Who am I?
A good question and the main theme for every single character in the book and this world.
I am born in 1965 of an artist family.
When I was twenty, my idea of reality was turned upside down. Like in the book, I met a holy ascetic on a high meadow in a remote Himalayan valley. I stayed with him for a month. He barely spoke. Against my instinct I left. Not knowing his name, it took me thirty-two years to find him again. The quest he initiated in me, took me through the worlds outside and inside me. I became a student of philosophy, religion, and culture a painter, a journalist, a writer, a designer, and an alternative practitioner. I lived in Egypt, India and Denmark and traveled the world. The story is an allegory for that search, but this is not a book about my life. Finally, I returned to another Himalayan master, to study consciousness and its source. This is where I wrote this novel, which at its heart is a story of the multiplicity of this world and the longing for the Oneness it springs from. A fictionalized story introducing the ideas of non-dual philosophy (a vision of oneness) into a dualistic(fragmented) world. Writing the book took me back to the source of the story.

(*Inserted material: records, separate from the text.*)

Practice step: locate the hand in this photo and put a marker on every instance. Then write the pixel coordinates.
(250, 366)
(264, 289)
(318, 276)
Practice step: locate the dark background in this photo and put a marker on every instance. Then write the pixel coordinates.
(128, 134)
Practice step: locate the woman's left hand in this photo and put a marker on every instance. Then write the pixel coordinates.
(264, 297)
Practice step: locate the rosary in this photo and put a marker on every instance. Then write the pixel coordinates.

Why Did I Write This Book?
The story wrote itself and I was pulled in. Having studied Sufism, Buddhism, Pharaonic philosophy, psychology, and Indian philosophy, as well as the languages, histories, religions, and arts of the cultures I lived in, I wanted to write a book for the world, about the world. And by the world I mean the human being and his relentless, earnest but often headless search—a search in which most people don’t pause to ask themselves, “Who am I? What is this world? What am I searching for? And is it found where I think it is?”.